The second area of concern is the identical distribution of the pre-training dataset with downstream evaluation datasets. Train-test splits are not a valid way of assessing language model performance because the system acquires generalizations from the data that positively reflect in accuracy metrics, but would appear catastrophic to a human evaluator. The author suggests evaluation on separate tasks and datasets in order to assess exactly what generalizations, if any, a model has learned. This includes multi-modal datasets, an idea which theoretically makes sense, but in practice might prove complicated as different architectures are better suited to say, spectrogram data. I think this suggestion is mainly embodied in current approaches around probing datasets to understand if a model trained for one task has implicitly encoded abilities required for that task. For instance, a model trained for part-of-speech tagging should also exhibit robust verb identification capabilities. My previous post covers the idea of probing in greater detail, and it seems this approach has been adopted across significant NLP research contributors, which in short, is awesome.
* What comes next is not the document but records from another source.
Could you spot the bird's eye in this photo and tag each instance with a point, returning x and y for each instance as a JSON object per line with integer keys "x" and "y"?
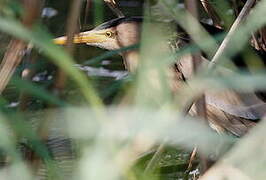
{"x": 109, "y": 34}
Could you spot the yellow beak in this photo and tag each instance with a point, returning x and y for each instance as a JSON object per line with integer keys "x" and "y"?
{"x": 84, "y": 37}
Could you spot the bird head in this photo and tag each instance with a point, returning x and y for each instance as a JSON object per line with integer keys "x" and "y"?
{"x": 111, "y": 35}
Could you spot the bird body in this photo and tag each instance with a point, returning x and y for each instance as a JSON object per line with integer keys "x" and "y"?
{"x": 227, "y": 110}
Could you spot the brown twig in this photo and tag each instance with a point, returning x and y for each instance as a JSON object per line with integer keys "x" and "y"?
{"x": 14, "y": 53}
{"x": 211, "y": 12}
{"x": 27, "y": 74}
{"x": 244, "y": 12}
{"x": 200, "y": 104}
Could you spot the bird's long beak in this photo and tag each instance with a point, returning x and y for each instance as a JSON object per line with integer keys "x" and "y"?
{"x": 83, "y": 37}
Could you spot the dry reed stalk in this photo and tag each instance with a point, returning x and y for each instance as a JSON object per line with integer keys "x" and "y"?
{"x": 16, "y": 47}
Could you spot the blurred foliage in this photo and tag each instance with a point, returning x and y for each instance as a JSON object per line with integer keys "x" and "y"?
{"x": 100, "y": 125}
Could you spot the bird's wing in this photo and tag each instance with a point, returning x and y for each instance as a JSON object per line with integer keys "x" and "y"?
{"x": 243, "y": 105}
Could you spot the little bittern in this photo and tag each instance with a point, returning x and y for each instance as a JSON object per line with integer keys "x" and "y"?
{"x": 228, "y": 110}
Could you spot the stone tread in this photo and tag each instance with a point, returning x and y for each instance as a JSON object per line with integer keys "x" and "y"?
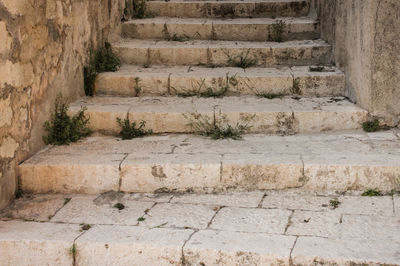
{"x": 252, "y": 8}
{"x": 206, "y": 52}
{"x": 164, "y": 80}
{"x": 271, "y": 116}
{"x": 239, "y": 29}
{"x": 230, "y": 228}
{"x": 316, "y": 162}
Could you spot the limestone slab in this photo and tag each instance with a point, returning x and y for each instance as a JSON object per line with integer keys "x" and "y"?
{"x": 34, "y": 207}
{"x": 152, "y": 52}
{"x": 127, "y": 245}
{"x": 208, "y": 247}
{"x": 311, "y": 250}
{"x": 309, "y": 223}
{"x": 30, "y": 243}
{"x": 234, "y": 199}
{"x": 228, "y": 9}
{"x": 366, "y": 205}
{"x": 239, "y": 29}
{"x": 179, "y": 216}
{"x": 296, "y": 202}
{"x": 251, "y": 220}
{"x": 85, "y": 209}
{"x": 170, "y": 172}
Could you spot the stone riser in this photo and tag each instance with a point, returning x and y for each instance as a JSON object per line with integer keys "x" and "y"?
{"x": 228, "y": 9}
{"x": 232, "y": 30}
{"x": 278, "y": 116}
{"x": 253, "y": 81}
{"x": 218, "y": 53}
{"x": 186, "y": 163}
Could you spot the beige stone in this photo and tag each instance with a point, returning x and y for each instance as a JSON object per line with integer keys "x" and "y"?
{"x": 309, "y": 250}
{"x": 251, "y": 220}
{"x": 8, "y": 147}
{"x": 85, "y": 209}
{"x": 210, "y": 247}
{"x": 34, "y": 207}
{"x": 6, "y": 112}
{"x": 29, "y": 243}
{"x": 125, "y": 245}
{"x": 234, "y": 199}
{"x": 179, "y": 216}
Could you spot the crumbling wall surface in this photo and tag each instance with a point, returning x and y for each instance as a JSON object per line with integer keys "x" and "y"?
{"x": 43, "y": 47}
{"x": 365, "y": 35}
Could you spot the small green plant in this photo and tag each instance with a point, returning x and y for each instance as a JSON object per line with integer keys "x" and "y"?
{"x": 217, "y": 127}
{"x": 243, "y": 60}
{"x": 317, "y": 68}
{"x": 63, "y": 129}
{"x": 371, "y": 193}
{"x": 137, "y": 86}
{"x": 334, "y": 203}
{"x": 85, "y": 227}
{"x": 101, "y": 60}
{"x": 371, "y": 126}
{"x": 269, "y": 95}
{"x": 278, "y": 29}
{"x": 131, "y": 130}
{"x": 119, "y": 206}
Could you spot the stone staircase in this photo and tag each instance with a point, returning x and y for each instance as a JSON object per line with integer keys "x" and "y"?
{"x": 308, "y": 138}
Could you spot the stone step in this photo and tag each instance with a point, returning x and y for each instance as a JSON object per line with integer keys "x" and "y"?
{"x": 312, "y": 162}
{"x": 269, "y": 116}
{"x": 223, "y": 53}
{"x": 256, "y": 29}
{"x": 164, "y": 80}
{"x": 256, "y": 228}
{"x": 228, "y": 9}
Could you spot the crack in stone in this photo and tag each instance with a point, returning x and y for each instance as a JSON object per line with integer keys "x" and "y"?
{"x": 291, "y": 251}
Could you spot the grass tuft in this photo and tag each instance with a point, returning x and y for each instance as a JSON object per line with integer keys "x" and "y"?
{"x": 63, "y": 129}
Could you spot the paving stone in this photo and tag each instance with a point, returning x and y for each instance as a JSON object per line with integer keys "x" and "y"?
{"x": 85, "y": 209}
{"x": 210, "y": 247}
{"x": 129, "y": 245}
{"x": 366, "y": 205}
{"x": 234, "y": 199}
{"x": 310, "y": 223}
{"x": 179, "y": 216}
{"x": 31, "y": 243}
{"x": 370, "y": 227}
{"x": 322, "y": 251}
{"x": 228, "y": 9}
{"x": 251, "y": 220}
{"x": 296, "y": 202}
{"x": 34, "y": 207}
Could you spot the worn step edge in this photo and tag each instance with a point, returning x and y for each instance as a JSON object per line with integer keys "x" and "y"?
{"x": 227, "y": 9}
{"x": 276, "y": 116}
{"x": 212, "y": 29}
{"x": 325, "y": 163}
{"x": 158, "y": 80}
{"x": 218, "y": 53}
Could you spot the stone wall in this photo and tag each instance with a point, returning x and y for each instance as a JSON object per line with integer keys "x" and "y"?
{"x": 43, "y": 47}
{"x": 365, "y": 35}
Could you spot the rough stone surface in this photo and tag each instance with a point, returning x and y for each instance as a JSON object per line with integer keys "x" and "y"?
{"x": 237, "y": 248}
{"x": 197, "y": 232}
{"x": 251, "y": 220}
{"x": 28, "y": 243}
{"x": 179, "y": 216}
{"x": 124, "y": 245}
{"x": 179, "y": 163}
{"x": 44, "y": 45}
{"x": 270, "y": 116}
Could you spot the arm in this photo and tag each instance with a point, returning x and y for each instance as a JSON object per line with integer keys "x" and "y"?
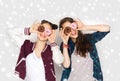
{"x": 64, "y": 46}
{"x": 57, "y": 55}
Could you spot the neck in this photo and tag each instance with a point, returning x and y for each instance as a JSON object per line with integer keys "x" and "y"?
{"x": 40, "y": 45}
{"x": 73, "y": 39}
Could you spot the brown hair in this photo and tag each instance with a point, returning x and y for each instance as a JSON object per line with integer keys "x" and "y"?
{"x": 54, "y": 26}
{"x": 82, "y": 44}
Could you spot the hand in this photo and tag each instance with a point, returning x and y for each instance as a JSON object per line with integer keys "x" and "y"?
{"x": 64, "y": 37}
{"x": 34, "y": 27}
{"x": 81, "y": 25}
{"x": 52, "y": 36}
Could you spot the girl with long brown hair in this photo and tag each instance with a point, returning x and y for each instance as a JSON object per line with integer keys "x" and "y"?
{"x": 81, "y": 61}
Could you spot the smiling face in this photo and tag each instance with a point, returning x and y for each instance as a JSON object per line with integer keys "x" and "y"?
{"x": 42, "y": 36}
{"x": 74, "y": 32}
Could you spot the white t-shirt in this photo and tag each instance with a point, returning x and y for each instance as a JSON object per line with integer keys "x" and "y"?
{"x": 82, "y": 68}
{"x": 34, "y": 68}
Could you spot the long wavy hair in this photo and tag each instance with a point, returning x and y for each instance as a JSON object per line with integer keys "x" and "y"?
{"x": 82, "y": 44}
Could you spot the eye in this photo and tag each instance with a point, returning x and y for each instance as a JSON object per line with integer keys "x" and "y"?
{"x": 48, "y": 31}
{"x": 73, "y": 25}
{"x": 41, "y": 28}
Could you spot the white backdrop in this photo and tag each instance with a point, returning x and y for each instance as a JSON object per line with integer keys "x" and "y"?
{"x": 22, "y": 13}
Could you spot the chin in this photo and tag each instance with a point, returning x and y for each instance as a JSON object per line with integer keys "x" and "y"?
{"x": 43, "y": 39}
{"x": 73, "y": 36}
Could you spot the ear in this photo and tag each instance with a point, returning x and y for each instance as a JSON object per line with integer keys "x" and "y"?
{"x": 33, "y": 37}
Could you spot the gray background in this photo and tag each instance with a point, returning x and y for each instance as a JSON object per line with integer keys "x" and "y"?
{"x": 22, "y": 13}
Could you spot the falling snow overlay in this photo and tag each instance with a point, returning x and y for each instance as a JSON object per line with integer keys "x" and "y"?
{"x": 22, "y": 13}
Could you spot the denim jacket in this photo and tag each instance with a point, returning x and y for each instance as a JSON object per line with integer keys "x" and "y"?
{"x": 93, "y": 39}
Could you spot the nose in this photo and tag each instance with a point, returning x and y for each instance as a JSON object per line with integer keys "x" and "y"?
{"x": 72, "y": 31}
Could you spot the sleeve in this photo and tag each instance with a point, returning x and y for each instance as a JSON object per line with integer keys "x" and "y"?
{"x": 57, "y": 55}
{"x": 20, "y": 68}
{"x": 97, "y": 36}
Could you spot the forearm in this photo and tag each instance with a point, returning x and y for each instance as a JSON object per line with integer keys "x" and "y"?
{"x": 101, "y": 28}
{"x": 66, "y": 62}
{"x": 57, "y": 55}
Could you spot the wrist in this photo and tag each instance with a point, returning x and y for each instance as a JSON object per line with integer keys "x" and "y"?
{"x": 65, "y": 45}
{"x": 53, "y": 44}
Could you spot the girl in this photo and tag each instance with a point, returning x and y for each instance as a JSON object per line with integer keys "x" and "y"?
{"x": 35, "y": 62}
{"x": 81, "y": 61}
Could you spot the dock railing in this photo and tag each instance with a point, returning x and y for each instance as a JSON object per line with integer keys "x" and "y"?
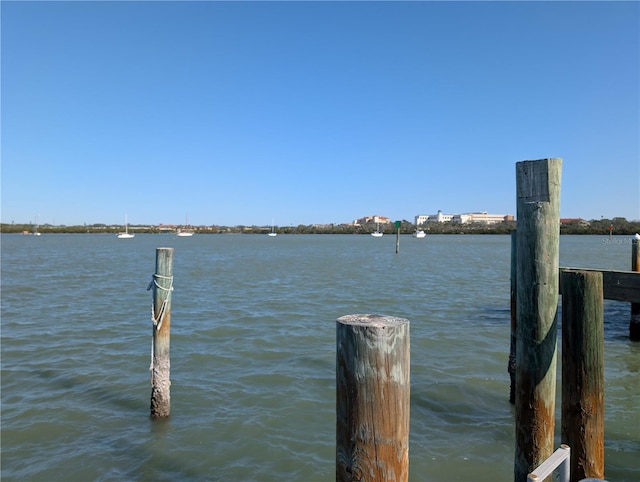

I want to now take issue with some of the ideas presented in this paper around mirroring human learning. ‘Human’ is mentioned 40 times in the paper, so this notion of human language learning is pretty essential to the argument the author is making. They discuss our inductive biases that lead us to acquire and learn language robustly, a discussion I find so refreshing in NLP research. However, we should really consider what this inductive bias looks like and how it manifests. Thinking on an evolutionary scale from the early signaling of our prehistoric ancestors, one could make the case that this genetically encoded experience is our generative pre-training. This is a vast over-simplification, but the presence of innate language faculties suggests that we have adapted to have architecture suited for advanced language skills, acquired evolutionarily. The architecture search may very well have been random, as opposed to a gradient-descending pre-training algorithm, but we got to a point where we as a species have general, language acquisition faculties that advantage us over our closest relatives incapable of conceiving colorless green ideas. We may not be personally pre-trained, but our internal architecture most certainly is a productive of eons of linguistic experience, so I hesitate to do away with the idea that pre-training is wholly at odds with the derivation of our human language faculties. Jung’s collective unconscious comes to mind here as the clearest psychological analog to human pre-training. This is veering off, but I have some alternative ideas around generative pre-training with smaller sample sizes to mimic human language acquisition. I took a class my senior year on this subject, and am excited that the cutting edge of NLP research is moving in this direction.

At the end of the day, I would hesitate to say that general pre-training is at odds with mirroring human language acquisition. After all, our neural weights are generally not randomly configured at birth. Most importantly, I don’t think mirroring human language acquisition should be taken as dogma. DaVinci did not succeed in mimicking birds’ wings to fly; we took the underlying principles to create something even more powerful.